Mas, a nossa luta não é apenas com Bolsonaro, vários governos estaduais e municipais também têm posições que são variantes do negacionismo. Essa é o caso do governador de São Paulo, João Dória (PSDB), que quando não toma medidas ultra parciais, como é o caso do toque de recolher das 20h às 5h, impõe de forma criminosa aos professores, funcionários e estudantes aulas presenciais em meio ao crescimento da curva epidêmica e à beira do colapso sanitário.

Diante dessa situação de descontrole total dos contágios, contagem crescente em milhares do número de mortes e da iminência do colapso generalizado do sistema de saúde, não podemos lutar apenas por vacinas para todos já, renda mínima para os desempregados e pelo Fora Bolsonaro. Entra como prioritários em nossa pauta de mobilização a luta por medidas de distanciamento que possam enfrentar a situação, como o lockdown. Mas, para que essas medidas de distanciamento sejam eficazes, elas precisam ser acompanhadas de renda de um salário mínimo aos desempregados e outras medidas para proteger o emprego, do contrário é impossível garantir qualquer medida eficiente de distanciamento social.

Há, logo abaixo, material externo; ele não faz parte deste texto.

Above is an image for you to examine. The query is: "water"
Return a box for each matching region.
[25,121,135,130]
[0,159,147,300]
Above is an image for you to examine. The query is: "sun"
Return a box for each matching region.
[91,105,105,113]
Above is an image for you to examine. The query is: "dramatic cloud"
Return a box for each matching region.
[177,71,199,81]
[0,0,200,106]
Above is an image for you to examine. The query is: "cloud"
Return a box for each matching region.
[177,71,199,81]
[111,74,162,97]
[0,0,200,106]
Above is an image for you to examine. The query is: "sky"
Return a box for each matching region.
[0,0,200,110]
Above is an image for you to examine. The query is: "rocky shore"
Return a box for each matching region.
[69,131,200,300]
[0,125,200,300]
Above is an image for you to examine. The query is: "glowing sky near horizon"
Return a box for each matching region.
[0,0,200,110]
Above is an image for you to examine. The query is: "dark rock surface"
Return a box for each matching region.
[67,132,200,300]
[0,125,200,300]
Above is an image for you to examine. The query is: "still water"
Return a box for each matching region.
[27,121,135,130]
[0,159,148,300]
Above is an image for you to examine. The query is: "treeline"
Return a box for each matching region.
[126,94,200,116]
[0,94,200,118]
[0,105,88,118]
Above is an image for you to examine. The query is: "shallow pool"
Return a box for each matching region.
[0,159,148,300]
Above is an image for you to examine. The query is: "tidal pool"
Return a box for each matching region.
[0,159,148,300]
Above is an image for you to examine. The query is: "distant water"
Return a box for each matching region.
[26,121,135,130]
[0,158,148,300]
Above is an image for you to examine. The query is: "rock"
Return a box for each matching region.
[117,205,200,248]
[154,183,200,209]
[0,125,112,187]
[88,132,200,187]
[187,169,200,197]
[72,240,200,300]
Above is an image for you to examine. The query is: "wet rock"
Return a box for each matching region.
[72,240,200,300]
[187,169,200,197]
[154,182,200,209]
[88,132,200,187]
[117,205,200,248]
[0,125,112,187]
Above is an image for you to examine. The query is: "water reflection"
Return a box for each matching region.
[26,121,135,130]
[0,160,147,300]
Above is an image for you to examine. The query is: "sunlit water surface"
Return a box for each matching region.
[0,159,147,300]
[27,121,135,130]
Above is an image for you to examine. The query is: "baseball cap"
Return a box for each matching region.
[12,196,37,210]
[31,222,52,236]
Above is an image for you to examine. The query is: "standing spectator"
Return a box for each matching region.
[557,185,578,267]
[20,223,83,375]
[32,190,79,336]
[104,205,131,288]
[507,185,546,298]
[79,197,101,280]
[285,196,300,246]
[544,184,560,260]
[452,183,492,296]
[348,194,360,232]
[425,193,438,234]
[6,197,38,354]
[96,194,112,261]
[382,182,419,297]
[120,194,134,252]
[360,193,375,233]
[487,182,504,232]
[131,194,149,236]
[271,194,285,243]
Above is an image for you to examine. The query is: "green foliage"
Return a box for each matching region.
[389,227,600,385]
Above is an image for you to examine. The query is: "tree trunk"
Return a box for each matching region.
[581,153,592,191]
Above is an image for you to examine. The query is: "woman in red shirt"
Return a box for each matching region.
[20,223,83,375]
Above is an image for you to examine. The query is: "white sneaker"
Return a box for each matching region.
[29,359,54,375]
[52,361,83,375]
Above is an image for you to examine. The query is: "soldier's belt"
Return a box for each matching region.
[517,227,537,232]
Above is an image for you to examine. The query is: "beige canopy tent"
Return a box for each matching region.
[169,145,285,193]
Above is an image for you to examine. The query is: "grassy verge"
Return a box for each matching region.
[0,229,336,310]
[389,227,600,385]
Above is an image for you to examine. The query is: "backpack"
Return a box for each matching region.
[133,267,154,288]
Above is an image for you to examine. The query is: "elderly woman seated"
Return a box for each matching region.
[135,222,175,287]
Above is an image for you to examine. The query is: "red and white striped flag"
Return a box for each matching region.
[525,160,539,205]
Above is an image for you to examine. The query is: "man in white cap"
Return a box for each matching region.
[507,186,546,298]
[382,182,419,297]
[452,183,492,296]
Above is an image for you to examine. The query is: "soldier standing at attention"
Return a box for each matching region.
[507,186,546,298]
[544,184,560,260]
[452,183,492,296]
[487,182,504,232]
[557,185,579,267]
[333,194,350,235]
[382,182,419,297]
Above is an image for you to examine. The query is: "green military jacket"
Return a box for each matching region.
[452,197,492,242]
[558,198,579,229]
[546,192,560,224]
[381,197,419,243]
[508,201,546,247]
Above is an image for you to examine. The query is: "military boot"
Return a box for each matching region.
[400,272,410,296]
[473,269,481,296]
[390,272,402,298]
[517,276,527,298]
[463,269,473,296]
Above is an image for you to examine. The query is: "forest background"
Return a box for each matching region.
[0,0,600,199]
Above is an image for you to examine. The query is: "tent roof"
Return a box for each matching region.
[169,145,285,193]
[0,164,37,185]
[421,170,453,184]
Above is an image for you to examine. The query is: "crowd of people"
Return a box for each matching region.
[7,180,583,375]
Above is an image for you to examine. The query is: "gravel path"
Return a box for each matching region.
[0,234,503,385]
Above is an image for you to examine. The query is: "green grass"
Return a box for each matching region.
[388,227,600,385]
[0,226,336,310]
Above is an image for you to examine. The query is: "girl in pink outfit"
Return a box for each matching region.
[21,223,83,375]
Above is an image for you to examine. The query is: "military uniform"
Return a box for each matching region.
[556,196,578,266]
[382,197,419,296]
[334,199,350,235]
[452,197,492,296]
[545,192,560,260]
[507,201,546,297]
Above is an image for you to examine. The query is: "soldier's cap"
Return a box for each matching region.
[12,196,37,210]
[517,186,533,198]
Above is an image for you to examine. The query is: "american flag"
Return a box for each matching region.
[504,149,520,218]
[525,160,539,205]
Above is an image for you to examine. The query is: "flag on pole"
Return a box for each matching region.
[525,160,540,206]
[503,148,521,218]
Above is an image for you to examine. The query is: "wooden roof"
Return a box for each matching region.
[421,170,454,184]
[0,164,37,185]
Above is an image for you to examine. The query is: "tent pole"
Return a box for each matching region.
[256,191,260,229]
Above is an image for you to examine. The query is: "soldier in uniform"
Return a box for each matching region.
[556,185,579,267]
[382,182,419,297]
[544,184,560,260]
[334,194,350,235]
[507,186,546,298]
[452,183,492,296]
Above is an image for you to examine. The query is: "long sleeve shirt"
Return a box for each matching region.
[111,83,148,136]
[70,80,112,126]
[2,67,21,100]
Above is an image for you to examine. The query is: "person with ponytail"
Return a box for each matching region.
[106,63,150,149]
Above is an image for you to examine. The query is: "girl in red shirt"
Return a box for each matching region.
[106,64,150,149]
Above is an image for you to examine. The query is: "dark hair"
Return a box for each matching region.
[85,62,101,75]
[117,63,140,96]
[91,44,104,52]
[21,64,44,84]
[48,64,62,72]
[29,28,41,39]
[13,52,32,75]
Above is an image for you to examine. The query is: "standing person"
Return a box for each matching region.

Centenas de milhares de vidas estão em jogo! Esse descontrole nos coloca um problema adicional para realizar a luta. Ações convencionais, como passeatas e outras, que reúnem milhares de pessoas estão fora de cogitação. Mas, isso não impede que nesse momento encontremos formas de mobilização que criem impacto político, como é o exemplo de panelaços, carretas, atos performáticos e outros.

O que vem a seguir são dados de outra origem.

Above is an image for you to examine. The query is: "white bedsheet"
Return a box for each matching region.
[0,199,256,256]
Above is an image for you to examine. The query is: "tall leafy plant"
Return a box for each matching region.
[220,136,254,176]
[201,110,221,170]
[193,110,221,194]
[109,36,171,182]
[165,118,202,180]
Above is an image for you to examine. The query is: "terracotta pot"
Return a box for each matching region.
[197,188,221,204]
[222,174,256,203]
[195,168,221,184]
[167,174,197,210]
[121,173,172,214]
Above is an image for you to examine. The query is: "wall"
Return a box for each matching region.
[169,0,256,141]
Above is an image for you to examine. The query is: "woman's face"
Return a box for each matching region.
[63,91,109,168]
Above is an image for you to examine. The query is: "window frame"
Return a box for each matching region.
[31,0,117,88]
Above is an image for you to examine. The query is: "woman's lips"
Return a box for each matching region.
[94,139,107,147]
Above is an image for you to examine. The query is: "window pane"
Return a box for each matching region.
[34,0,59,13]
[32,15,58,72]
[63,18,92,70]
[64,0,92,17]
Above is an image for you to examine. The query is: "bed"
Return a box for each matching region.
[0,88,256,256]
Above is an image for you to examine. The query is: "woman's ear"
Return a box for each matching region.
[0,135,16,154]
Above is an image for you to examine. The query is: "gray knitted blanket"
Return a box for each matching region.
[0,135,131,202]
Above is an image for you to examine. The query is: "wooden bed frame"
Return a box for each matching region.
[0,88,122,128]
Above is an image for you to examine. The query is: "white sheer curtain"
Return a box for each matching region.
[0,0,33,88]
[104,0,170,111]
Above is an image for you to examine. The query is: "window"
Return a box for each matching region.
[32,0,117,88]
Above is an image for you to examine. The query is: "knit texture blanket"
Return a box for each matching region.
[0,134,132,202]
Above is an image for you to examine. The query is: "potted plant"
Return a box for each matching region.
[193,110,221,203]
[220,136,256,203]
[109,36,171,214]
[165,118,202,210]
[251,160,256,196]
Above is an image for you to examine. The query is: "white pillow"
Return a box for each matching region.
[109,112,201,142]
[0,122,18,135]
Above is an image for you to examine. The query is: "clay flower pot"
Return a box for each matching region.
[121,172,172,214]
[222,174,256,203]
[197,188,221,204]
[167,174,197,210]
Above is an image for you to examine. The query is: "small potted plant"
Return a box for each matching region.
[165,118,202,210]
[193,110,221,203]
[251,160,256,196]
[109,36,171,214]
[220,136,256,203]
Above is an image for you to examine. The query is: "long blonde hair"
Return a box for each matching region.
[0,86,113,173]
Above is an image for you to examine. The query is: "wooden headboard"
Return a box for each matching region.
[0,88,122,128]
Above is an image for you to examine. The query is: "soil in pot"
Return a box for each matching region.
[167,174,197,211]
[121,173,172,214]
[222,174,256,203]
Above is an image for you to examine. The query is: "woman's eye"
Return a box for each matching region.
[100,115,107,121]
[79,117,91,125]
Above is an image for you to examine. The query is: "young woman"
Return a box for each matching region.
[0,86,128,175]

As organizações de massas dos trabalhadores, como a CUT e outras, precisam romper imediatamente com o seu imobilsmo que só serve para dar espaço para o negacionismo genocida de Bolsonaro. É preciso romper imediatamente com essa postura covarde e chamar a construção de Comissões de Higiene em todos os locais de trabalho, estudo e moradia. Além disso, é preciso mobilizar no sentido de construir paralisações parciais, dias de luta e uma paralisação nacional em defesa da vida.

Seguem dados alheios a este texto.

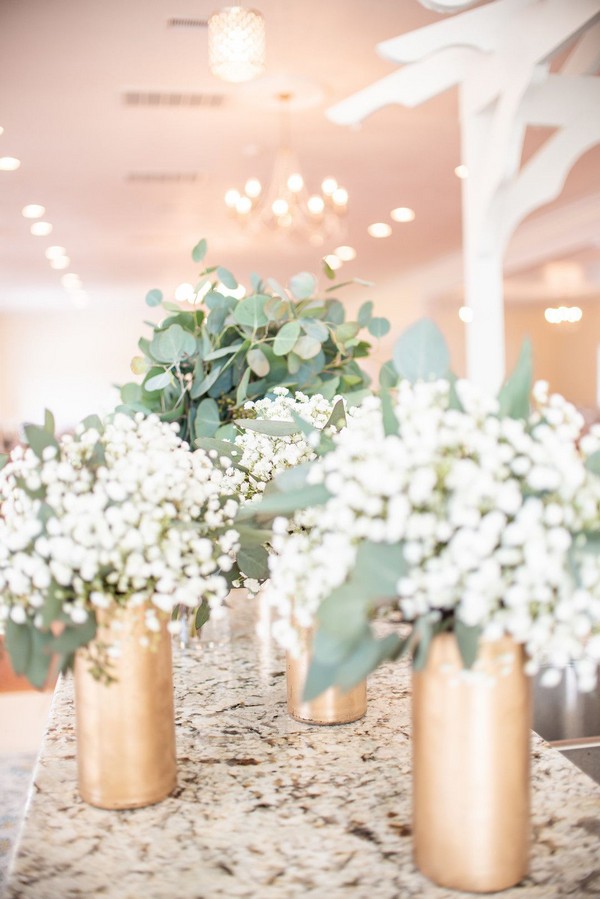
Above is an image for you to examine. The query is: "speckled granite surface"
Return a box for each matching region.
[7,598,600,899]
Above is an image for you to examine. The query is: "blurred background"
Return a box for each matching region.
[0,0,600,439]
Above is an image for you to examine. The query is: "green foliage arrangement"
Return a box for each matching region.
[120,240,390,445]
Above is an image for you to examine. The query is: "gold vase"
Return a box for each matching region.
[287,628,367,724]
[412,634,531,893]
[75,607,177,809]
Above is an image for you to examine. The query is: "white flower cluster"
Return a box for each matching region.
[267,381,600,690]
[221,387,334,502]
[0,414,238,632]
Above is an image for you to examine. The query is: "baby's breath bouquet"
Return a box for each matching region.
[256,321,600,698]
[0,413,238,686]
[196,387,346,593]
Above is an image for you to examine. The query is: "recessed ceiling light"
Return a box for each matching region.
[323,253,342,272]
[30,222,52,237]
[0,156,21,172]
[46,247,67,259]
[21,203,46,219]
[334,246,356,262]
[390,206,416,222]
[367,222,392,237]
[50,256,71,270]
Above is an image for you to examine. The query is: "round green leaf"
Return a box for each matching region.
[150,324,196,362]
[146,288,162,306]
[294,335,321,359]
[273,320,300,356]
[233,294,269,331]
[367,318,390,337]
[290,272,317,300]
[194,399,221,437]
[300,318,329,343]
[131,356,151,375]
[393,318,450,383]
[192,238,208,262]
[144,371,171,393]
[246,347,271,378]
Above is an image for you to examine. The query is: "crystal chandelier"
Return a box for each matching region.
[208,6,265,82]
[225,93,348,246]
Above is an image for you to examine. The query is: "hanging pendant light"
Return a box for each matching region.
[208,6,265,82]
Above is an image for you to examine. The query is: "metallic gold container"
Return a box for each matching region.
[287,629,367,724]
[412,634,531,893]
[75,608,177,809]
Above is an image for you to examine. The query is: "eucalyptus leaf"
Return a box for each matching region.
[194,399,221,437]
[23,425,58,459]
[235,368,251,406]
[294,335,321,359]
[246,347,271,378]
[144,371,172,392]
[236,545,269,581]
[300,318,329,344]
[585,450,600,475]
[238,484,331,520]
[4,618,34,674]
[273,320,300,356]
[380,390,400,437]
[367,318,391,338]
[498,339,533,418]
[379,359,398,390]
[233,294,269,331]
[235,418,300,437]
[393,318,450,383]
[204,340,245,362]
[50,614,96,653]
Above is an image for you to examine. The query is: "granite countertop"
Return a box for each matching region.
[7,596,600,899]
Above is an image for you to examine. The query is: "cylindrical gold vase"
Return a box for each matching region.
[287,629,367,724]
[412,634,531,893]
[75,608,177,809]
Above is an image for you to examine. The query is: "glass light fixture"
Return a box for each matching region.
[208,6,265,83]
[225,92,348,246]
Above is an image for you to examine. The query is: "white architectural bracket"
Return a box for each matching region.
[328,0,600,391]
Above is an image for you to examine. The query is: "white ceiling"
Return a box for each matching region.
[0,0,600,309]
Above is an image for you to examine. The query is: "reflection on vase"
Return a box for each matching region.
[412,634,531,892]
[75,607,177,809]
[286,628,367,724]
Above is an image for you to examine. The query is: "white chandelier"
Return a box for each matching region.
[225,93,348,246]
[208,6,265,82]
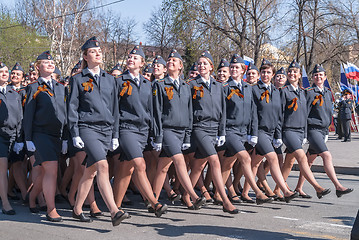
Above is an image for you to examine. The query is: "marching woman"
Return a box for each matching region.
[0,62,24,215]
[189,51,239,214]
[68,37,129,226]
[115,46,167,217]
[281,60,330,198]
[296,64,353,197]
[153,50,206,210]
[242,61,298,203]
[23,51,67,222]
[221,54,273,204]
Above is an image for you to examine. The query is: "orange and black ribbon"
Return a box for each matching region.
[120,81,132,97]
[227,89,243,100]
[32,85,54,99]
[192,86,203,99]
[165,86,173,100]
[81,79,93,92]
[261,89,269,103]
[312,94,323,106]
[288,98,298,111]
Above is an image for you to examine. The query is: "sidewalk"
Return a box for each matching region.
[293,132,359,176]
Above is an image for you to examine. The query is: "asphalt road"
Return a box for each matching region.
[0,172,359,240]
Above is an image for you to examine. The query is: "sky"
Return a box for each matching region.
[0,0,162,43]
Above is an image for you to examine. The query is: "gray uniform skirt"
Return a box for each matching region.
[283,129,304,153]
[120,128,148,161]
[308,127,328,154]
[224,131,247,157]
[192,128,218,159]
[79,125,112,167]
[32,132,61,166]
[255,129,275,156]
[160,128,185,157]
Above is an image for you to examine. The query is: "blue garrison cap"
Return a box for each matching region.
[275,67,287,75]
[312,64,325,74]
[201,50,213,63]
[0,62,6,68]
[168,49,183,62]
[81,37,100,51]
[288,59,300,69]
[130,45,145,58]
[143,64,153,74]
[217,58,229,70]
[11,62,25,72]
[152,55,166,66]
[247,62,259,72]
[111,63,123,72]
[36,51,53,61]
[231,53,245,64]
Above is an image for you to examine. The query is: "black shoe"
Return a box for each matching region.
[111,211,130,226]
[29,207,40,213]
[193,197,206,210]
[2,209,16,215]
[46,214,62,222]
[222,207,239,214]
[284,192,299,203]
[90,211,103,218]
[317,188,331,199]
[168,193,182,204]
[72,211,92,222]
[335,188,354,197]
[228,195,242,203]
[241,196,255,203]
[256,197,273,205]
[155,203,168,217]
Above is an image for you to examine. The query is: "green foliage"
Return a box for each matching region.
[0,11,50,71]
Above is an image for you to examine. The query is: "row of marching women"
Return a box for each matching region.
[0,37,353,226]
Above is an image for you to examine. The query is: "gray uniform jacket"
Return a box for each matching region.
[153,76,192,143]
[188,75,226,136]
[23,77,67,141]
[252,81,282,139]
[67,68,118,138]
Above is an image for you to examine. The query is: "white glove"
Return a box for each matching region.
[152,143,162,152]
[273,139,283,148]
[72,137,85,148]
[61,140,68,154]
[216,136,226,147]
[26,141,36,152]
[181,143,191,151]
[248,136,258,147]
[110,138,120,152]
[13,142,24,154]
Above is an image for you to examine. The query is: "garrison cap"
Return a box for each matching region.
[81,37,100,51]
[217,58,229,70]
[288,59,300,69]
[168,49,183,62]
[190,62,198,71]
[11,62,25,72]
[231,53,245,64]
[275,67,287,75]
[152,55,166,66]
[247,63,259,72]
[201,50,213,64]
[130,45,145,58]
[312,64,325,74]
[36,51,54,61]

Mobilização essa que é responsabilidade também de todos as organizações dos trabalhadores e dos oprimidos para exigir que seja imediatamente decretado um lockdown nacional para as próximas semanas – mas não o que vêm sendo decretado por Doria e outros governadores que mantém escolas abertas e o funcionamento do transporte público durante todo o dia enquanto restringe a circulação apenas na madrugada – a aprovação da renda mínima de 1 salário mínimo (não os míseros R$200 que quer dar o governo e o Congresso) custeado pela taxação das grandes fortunas e sobre o lucro das grandes empresas, a quebra das patentes das vacinas para que se possa produzi-la em território nacional e imunizar o mais rápido possível o conjunto da população. Só a luta salva vidas!


[1] Médico e professor catedrático da Universidade Duke (EUA). Coordenou ao longo da pandemia de coronavírus o Comitê Científico do Consórcio Nordeste para a covid-19.